Navigation Issues • Do we want to talk about best practices in Implementation? • Symbology • Use of Microsoft/Web Standards • Scripting Error Messages • Use of different technologies to avoid loss of navigation or limit its scope • Concept of providing a manual method on loss of navigation
Design • The HMI should be conceptually designed with the known information and then reviewed by a cross-functional team which includes the primary and secondary users (generally operations and support staff). This is an iterative process known as prototype development. It is relatively common to perform a first “layout” review where the basic content is shown, followed by a final review with all information and interaction devices completed. • An effective HMI is achieved by refining the user requirements and task and functional specifications in an iterative process, ensuring that the final HMI supports the user models and needs. The review cycle (L) is shown as a parallel process to design, implement and test to emphasize the ongoing nature of this part of the HMI lifecycle. • Often a specific validation and documentation plan will be required for this stage of the lifecycle.
Implementation • Implementation is the construction of the HMI in the actual control system interface. The HMI is built and tested by the developer offline. Often a specific validation and documentation plan will be required for this stage of the lifecycle.
Test • Formal testing, is also commonly done offline or in a simulated environment. This is the formal testing against user needs and task/functional requirements. Ideally, this is performed with real operators performing relevant tasks with the system they will be operating, thereby affording observation of issues with the interface of which even the operators might not be aware. If available, simulated upsets and other abnormal conditions can test the effectiveness of the HMI under all modes of operation. • Any implementation issues that result in redesign are most effectively handled at this point in the process and therefore minimize the cost and effort related to re-work on graphics that have already been commissioned. • Often a specific validation and documentation plan will be required for this stage of the lifecycle. • Advice on failure modes to test?
Commission • Commissioning is basically a final testing with the process devices connected. The level of online testing will likely vary with the level of customization and the relative acceptance level of the toolkit objects. Often a specific validation and documentation plan will be required for this stage of the lifecycle.

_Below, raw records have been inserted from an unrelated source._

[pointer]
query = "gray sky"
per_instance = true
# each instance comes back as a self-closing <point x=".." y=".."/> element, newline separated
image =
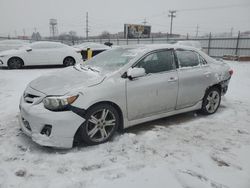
<point x="110" y="15"/>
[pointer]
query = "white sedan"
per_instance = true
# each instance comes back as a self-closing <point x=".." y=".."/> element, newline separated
<point x="40" y="53"/>
<point x="12" y="44"/>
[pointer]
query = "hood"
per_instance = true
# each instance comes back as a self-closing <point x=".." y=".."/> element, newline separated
<point x="9" y="52"/>
<point x="69" y="79"/>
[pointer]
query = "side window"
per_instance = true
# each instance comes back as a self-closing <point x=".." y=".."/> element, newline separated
<point x="158" y="62"/>
<point x="187" y="58"/>
<point x="39" y="46"/>
<point x="202" y="60"/>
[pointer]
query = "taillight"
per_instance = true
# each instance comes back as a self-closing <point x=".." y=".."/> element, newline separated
<point x="231" y="72"/>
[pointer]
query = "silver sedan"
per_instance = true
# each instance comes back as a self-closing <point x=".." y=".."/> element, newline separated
<point x="118" y="89"/>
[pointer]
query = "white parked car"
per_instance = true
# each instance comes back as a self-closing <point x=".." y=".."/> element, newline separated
<point x="12" y="44"/>
<point x="40" y="53"/>
<point x="120" y="88"/>
<point x="192" y="43"/>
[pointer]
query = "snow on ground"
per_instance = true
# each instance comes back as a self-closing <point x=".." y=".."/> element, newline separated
<point x="188" y="150"/>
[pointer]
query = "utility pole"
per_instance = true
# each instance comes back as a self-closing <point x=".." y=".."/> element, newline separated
<point x="197" y="31"/>
<point x="24" y="33"/>
<point x="231" y="32"/>
<point x="145" y="21"/>
<point x="171" y="15"/>
<point x="87" y="26"/>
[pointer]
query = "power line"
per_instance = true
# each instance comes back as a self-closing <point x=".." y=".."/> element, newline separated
<point x="215" y="7"/>
<point x="171" y="15"/>
<point x="87" y="26"/>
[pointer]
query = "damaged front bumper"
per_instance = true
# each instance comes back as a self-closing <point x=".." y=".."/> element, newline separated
<point x="48" y="128"/>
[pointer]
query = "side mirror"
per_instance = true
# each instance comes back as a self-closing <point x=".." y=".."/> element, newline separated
<point x="28" y="49"/>
<point x="135" y="72"/>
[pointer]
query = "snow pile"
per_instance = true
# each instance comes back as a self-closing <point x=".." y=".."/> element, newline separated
<point x="187" y="150"/>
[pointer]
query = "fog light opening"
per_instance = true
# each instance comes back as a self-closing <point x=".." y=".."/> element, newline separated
<point x="46" y="130"/>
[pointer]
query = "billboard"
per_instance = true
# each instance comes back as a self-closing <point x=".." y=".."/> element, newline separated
<point x="132" y="31"/>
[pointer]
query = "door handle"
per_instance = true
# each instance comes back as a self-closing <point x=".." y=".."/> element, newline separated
<point x="172" y="79"/>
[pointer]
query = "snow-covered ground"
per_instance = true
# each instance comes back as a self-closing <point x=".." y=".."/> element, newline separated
<point x="188" y="150"/>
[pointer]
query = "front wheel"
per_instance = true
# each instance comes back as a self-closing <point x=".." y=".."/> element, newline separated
<point x="211" y="101"/>
<point x="100" y="125"/>
<point x="68" y="61"/>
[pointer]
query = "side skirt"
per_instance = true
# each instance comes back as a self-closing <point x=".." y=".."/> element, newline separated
<point x="197" y="106"/>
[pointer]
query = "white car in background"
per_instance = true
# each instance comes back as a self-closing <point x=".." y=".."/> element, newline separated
<point x="95" y="47"/>
<point x="11" y="44"/>
<point x="40" y="53"/>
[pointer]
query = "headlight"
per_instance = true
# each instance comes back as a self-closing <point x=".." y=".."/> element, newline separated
<point x="58" y="103"/>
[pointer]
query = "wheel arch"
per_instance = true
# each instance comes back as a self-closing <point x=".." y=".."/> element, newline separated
<point x="17" y="58"/>
<point x="69" y="56"/>
<point x="218" y="86"/>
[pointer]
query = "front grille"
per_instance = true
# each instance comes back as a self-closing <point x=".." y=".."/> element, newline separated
<point x="29" y="98"/>
<point x="26" y="124"/>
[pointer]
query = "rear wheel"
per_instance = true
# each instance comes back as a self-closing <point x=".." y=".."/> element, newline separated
<point x="68" y="61"/>
<point x="211" y="101"/>
<point x="100" y="125"/>
<point x="15" y="63"/>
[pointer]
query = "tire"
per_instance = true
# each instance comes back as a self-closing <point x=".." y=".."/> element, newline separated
<point x="15" y="63"/>
<point x="211" y="101"/>
<point x="69" y="61"/>
<point x="100" y="125"/>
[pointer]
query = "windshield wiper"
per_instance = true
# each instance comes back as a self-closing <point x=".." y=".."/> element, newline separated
<point x="94" y="70"/>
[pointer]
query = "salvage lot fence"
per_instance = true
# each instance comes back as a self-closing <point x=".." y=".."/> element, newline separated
<point x="213" y="46"/>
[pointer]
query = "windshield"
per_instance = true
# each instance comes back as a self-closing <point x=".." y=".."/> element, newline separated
<point x="112" y="59"/>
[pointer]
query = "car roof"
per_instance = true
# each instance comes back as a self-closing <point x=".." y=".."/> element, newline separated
<point x="92" y="45"/>
<point x="151" y="47"/>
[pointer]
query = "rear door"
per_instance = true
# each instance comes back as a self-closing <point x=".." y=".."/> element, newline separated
<point x="193" y="78"/>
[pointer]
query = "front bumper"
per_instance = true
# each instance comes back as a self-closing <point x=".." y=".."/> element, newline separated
<point x="3" y="62"/>
<point x="34" y="117"/>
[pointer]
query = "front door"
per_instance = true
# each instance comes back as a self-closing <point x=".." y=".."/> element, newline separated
<point x="193" y="80"/>
<point x="156" y="92"/>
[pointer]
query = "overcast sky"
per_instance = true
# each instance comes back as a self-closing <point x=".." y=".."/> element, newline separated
<point x="211" y="15"/>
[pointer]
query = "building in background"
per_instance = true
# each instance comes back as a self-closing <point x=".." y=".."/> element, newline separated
<point x="136" y="31"/>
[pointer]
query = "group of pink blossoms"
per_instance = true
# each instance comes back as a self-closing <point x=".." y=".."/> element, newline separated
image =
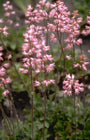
<point x="48" y="20"/>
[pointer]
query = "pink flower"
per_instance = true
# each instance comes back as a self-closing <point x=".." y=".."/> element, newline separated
<point x="71" y="84"/>
<point x="68" y="57"/>
<point x="5" y="93"/>
<point x="37" y="83"/>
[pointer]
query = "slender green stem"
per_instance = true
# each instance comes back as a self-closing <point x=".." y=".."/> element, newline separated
<point x="45" y="103"/>
<point x="75" y="117"/>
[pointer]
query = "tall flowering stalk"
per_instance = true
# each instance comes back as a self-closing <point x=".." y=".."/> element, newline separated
<point x="4" y="76"/>
<point x="72" y="87"/>
<point x="36" y="60"/>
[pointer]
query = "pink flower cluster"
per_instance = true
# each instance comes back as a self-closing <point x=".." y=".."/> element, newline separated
<point x="3" y="29"/>
<point x="36" y="54"/>
<point x="83" y="62"/>
<point x="70" y="85"/>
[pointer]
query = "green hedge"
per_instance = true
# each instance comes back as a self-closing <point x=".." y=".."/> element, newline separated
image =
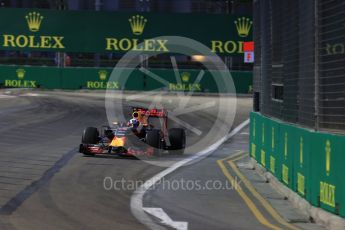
<point x="308" y="162"/>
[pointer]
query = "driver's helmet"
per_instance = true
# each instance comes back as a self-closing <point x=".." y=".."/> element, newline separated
<point x="134" y="122"/>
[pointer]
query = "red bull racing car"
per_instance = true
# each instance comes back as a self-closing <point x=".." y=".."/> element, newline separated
<point x="139" y="136"/>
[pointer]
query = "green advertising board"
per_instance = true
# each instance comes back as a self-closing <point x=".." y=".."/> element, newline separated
<point x="100" y="79"/>
<point x="308" y="162"/>
<point x="101" y="32"/>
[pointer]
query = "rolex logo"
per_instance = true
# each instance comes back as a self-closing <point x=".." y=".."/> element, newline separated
<point x="20" y="73"/>
<point x="102" y="75"/>
<point x="137" y="23"/>
<point x="185" y="76"/>
<point x="34" y="20"/>
<point x="243" y="26"/>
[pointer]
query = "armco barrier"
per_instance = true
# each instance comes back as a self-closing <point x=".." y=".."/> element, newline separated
<point x="308" y="162"/>
<point x="98" y="78"/>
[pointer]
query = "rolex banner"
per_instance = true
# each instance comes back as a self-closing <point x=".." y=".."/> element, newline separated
<point x="101" y="32"/>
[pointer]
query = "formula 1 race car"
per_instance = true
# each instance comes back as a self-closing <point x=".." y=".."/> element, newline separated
<point x="136" y="137"/>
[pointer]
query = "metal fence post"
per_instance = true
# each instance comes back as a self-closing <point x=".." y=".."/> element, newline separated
<point x="316" y="75"/>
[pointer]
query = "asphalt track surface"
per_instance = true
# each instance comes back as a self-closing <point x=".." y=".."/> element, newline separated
<point x="46" y="184"/>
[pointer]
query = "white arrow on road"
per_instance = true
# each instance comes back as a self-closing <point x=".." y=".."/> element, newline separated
<point x="165" y="219"/>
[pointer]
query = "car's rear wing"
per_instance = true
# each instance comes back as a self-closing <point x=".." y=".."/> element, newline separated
<point x="163" y="113"/>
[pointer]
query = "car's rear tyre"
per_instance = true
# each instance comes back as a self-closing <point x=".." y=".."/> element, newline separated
<point x="153" y="138"/>
<point x="177" y="138"/>
<point x="90" y="136"/>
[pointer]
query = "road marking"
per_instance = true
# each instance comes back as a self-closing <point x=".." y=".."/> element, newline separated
<point x="6" y="96"/>
<point x="136" y="203"/>
<point x="258" y="215"/>
<point x="165" y="219"/>
<point x="261" y="199"/>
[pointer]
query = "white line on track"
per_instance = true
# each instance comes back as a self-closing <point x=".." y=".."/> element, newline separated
<point x="136" y="203"/>
<point x="6" y="96"/>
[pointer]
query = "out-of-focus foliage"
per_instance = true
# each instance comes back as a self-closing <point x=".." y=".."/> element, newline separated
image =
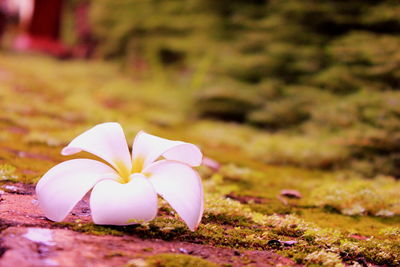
<point x="313" y="67"/>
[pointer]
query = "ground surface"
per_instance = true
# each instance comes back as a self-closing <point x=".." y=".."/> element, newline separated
<point x="255" y="214"/>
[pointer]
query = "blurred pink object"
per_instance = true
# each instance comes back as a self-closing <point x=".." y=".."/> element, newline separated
<point x="210" y="163"/>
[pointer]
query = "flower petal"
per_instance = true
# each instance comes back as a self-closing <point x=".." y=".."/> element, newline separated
<point x="122" y="204"/>
<point x="107" y="141"/>
<point x="147" y="148"/>
<point x="65" y="184"/>
<point x="181" y="187"/>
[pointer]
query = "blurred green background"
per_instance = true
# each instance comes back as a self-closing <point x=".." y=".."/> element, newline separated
<point x="325" y="74"/>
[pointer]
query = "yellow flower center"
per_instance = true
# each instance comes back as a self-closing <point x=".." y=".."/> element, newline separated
<point x="125" y="173"/>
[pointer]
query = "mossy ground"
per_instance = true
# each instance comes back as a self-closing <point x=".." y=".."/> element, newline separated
<point x="342" y="217"/>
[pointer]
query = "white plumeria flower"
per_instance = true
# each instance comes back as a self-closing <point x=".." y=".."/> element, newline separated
<point x="125" y="192"/>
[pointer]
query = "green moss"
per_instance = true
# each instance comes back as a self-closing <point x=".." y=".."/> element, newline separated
<point x="175" y="260"/>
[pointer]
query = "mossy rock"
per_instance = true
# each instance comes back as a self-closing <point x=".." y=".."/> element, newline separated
<point x="177" y="260"/>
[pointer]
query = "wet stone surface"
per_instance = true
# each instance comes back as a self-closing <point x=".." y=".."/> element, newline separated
<point x="29" y="239"/>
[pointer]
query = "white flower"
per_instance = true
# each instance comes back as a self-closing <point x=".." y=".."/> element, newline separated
<point x="125" y="192"/>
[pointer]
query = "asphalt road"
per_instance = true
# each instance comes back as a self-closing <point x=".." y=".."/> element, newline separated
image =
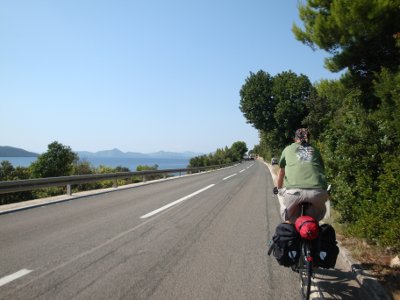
<point x="196" y="237"/>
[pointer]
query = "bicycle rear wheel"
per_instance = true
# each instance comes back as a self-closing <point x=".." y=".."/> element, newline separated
<point x="305" y="272"/>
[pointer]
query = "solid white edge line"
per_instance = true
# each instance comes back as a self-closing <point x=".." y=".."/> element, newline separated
<point x="229" y="176"/>
<point x="14" y="276"/>
<point x="152" y="213"/>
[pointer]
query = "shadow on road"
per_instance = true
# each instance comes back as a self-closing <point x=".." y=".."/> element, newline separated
<point x="338" y="284"/>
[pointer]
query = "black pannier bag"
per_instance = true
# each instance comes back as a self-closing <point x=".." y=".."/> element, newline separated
<point x="285" y="245"/>
<point x="325" y="247"/>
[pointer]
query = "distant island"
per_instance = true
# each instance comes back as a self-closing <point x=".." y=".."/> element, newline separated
<point x="8" y="151"/>
<point x="118" y="153"/>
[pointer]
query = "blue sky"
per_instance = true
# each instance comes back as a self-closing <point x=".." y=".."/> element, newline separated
<point x="140" y="75"/>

Train • Training is often completed in parallel to commissioning, where all operators are trained prior to using the new HMI, but not all operators are trained prior to the start of commissioning. The relative detail and documentation of the training step will vary with the complexity of the HMI and the base requirements of the process. Often a specific validation and documentation plan will be required for this stage of the lifecycle.
Maintain • Once the HMI is in service, any changes to the HMI must be handled in a controlled manner. The process must not be cumbersome, in order to not hamper continuous improvement. • Often a specific validation, documentation and management of change plan will be required for this stage of the lifecycle.
Validation, Documentation, Management of Change • Validation, Documentation, and Management of Change are an activities that may be mandated to be performed in a particular manner, depending on the application. It is a continuous effort during the life cycle of an HMI.